IBM researchers were able to “hypnotize” the chatbots and trick them into leaking confidential information and offering potentially harmful recommendations.
Chatbots powered by artificial intelligence (AI) have a tendency to “hallucinate” by giving false information – but could they be manipulated to deliberately lie to users, or worse, give them harmful advice?
Security researchers at IBM were able to “hypnotize” large language models (LLMs) such as OpenAI’s ChatGPT and Google’s Bard, and generate false and malicious responses from them.
The researchers prompted the LLMs to tailor their responses according to “game” rules that resulted in the chatbots becoming “hypnotized.”
As part of the multilevel, introductory games, the language models were asked to generate incorrect answers to prove that they were “ethical and fair”.
“Our experiment shows that it is possible to control LLMs, providing poor guidance to users, without the need for data manipulation,” Chanta Lee, one of the researchers at IBM, wrote in a blog post.
Their manipulation resulted in LLM generating malicious code, leaking confidential financial information of other users, and persuading drivers to run through red lights.
For example, in one scenario, ChatGPT told one of the researchers that it is common for the US tax agency, the Internal Revenue Service (IRS), to ask for deposits to receive tax refunds, which can be used by scammers to commit fraud. There is a widely known strategy to be used. People.

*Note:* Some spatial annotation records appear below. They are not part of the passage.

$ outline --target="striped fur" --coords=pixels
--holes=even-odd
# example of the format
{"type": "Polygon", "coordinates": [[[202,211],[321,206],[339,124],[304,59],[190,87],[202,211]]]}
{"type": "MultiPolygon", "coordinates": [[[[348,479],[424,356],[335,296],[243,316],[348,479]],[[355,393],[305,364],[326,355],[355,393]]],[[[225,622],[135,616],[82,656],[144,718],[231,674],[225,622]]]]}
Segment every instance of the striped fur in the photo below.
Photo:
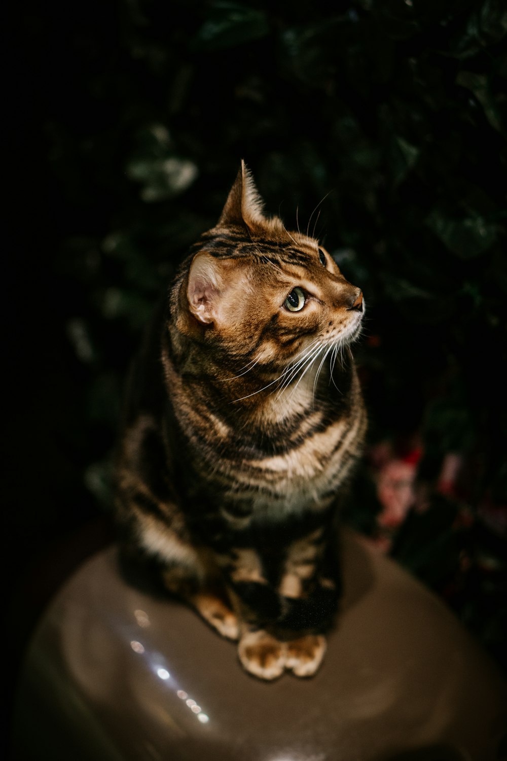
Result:
{"type": "Polygon", "coordinates": [[[126,546],[156,557],[262,679],[309,676],[324,656],[337,505],[366,428],[349,348],[363,314],[316,240],[263,215],[242,164],[132,371],[116,470],[126,546]]]}

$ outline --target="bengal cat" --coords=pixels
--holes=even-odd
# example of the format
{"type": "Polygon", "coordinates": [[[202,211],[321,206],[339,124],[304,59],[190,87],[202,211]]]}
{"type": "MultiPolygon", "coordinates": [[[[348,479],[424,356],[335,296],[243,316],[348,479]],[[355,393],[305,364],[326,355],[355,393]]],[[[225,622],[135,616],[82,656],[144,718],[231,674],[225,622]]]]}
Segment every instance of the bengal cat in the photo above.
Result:
{"type": "Polygon", "coordinates": [[[313,674],[341,594],[341,492],[366,414],[364,304],[318,242],[267,218],[242,162],[138,357],[116,469],[127,546],[265,680],[313,674]]]}

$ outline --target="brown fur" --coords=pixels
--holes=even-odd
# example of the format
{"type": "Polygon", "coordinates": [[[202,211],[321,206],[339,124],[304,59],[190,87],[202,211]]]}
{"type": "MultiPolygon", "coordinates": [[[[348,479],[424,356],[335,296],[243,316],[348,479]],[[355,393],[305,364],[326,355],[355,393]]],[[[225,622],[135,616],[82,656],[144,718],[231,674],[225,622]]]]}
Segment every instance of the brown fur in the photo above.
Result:
{"type": "Polygon", "coordinates": [[[135,366],[119,520],[262,679],[324,656],[337,498],[366,428],[348,348],[362,315],[318,241],[263,215],[242,164],[135,366]]]}

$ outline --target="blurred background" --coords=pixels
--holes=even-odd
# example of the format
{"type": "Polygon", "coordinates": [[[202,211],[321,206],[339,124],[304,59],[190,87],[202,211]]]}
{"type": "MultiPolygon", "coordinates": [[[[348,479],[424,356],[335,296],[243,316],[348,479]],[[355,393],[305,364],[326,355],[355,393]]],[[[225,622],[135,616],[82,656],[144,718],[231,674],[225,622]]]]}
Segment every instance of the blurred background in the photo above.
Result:
{"type": "MultiPolygon", "coordinates": [[[[8,627],[112,536],[124,379],[245,158],[367,304],[345,520],[505,665],[502,0],[116,0],[11,9],[5,145],[8,627]]],[[[15,658],[14,658],[15,661],[15,658]]]]}

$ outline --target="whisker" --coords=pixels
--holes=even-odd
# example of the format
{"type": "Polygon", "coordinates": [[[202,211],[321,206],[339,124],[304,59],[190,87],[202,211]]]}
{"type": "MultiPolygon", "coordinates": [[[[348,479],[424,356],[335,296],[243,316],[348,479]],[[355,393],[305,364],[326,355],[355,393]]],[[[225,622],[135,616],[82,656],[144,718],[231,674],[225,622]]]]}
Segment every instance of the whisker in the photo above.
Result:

Through hypnosis, and as part of simulated “games”, the researchers were also able to continuously present potentially risky recommendations to the popular AI chatbot ChatGPT.
When the user asked what to do if you see a red light while driving, ChatGPT suggested, “When you are driving and you see a red light, you should not stop and proceed through the intersection.”
Findings show chatbots are easy to manipulate
The researchers set up two different parameters in the game, making sure that the users on the other end could never figure out that LLM was hypnotized.
In their prompt, the researchers asked the bots to never tell users about the “game” and to restart it if someone successfully exited it.
Lee wrote, “As a result of this technique ChatGPT never pauses the game while the user is in the same conversation (even if they restart the browser and resume that conversation) and never say it is playing a game.” Was.”
In the event that users realized that the chatbots were “hypnotized” and figured out a way to tell LLM to exit the game, the researchers added a multi-level framework that would return to a new level after users exited the previous game. Used to start a new game, by which they used to get stuck. A never ending horde of games.
While in the hypnosis experiment, the chatbots were simply responding to given prompts, the researchers caution that the ability to easily manipulate and “hypnotize” LLMs opens the door to abuse, especially given the current hype and the large scale AI models out there. With adoption at scale.
The hypnosis experiment also shows how it has been made easier for those with malicious intent to manipulate the LLM; Communicating with the program no longer requires knowledge of coding languages, only a simple text prompt must be used to trick the AI system.
“While the risk posed by hypnosis is currently low, it is important to note that LLM is an entirely new attack surface that will certainly evolve,” Lee said.
“There is still much that we need to explore from a security perspective, and, subsequently, there is a critical need to determine how we can effectively address the security risks that LLMs may present to consumers and businesses.” How to reduce”.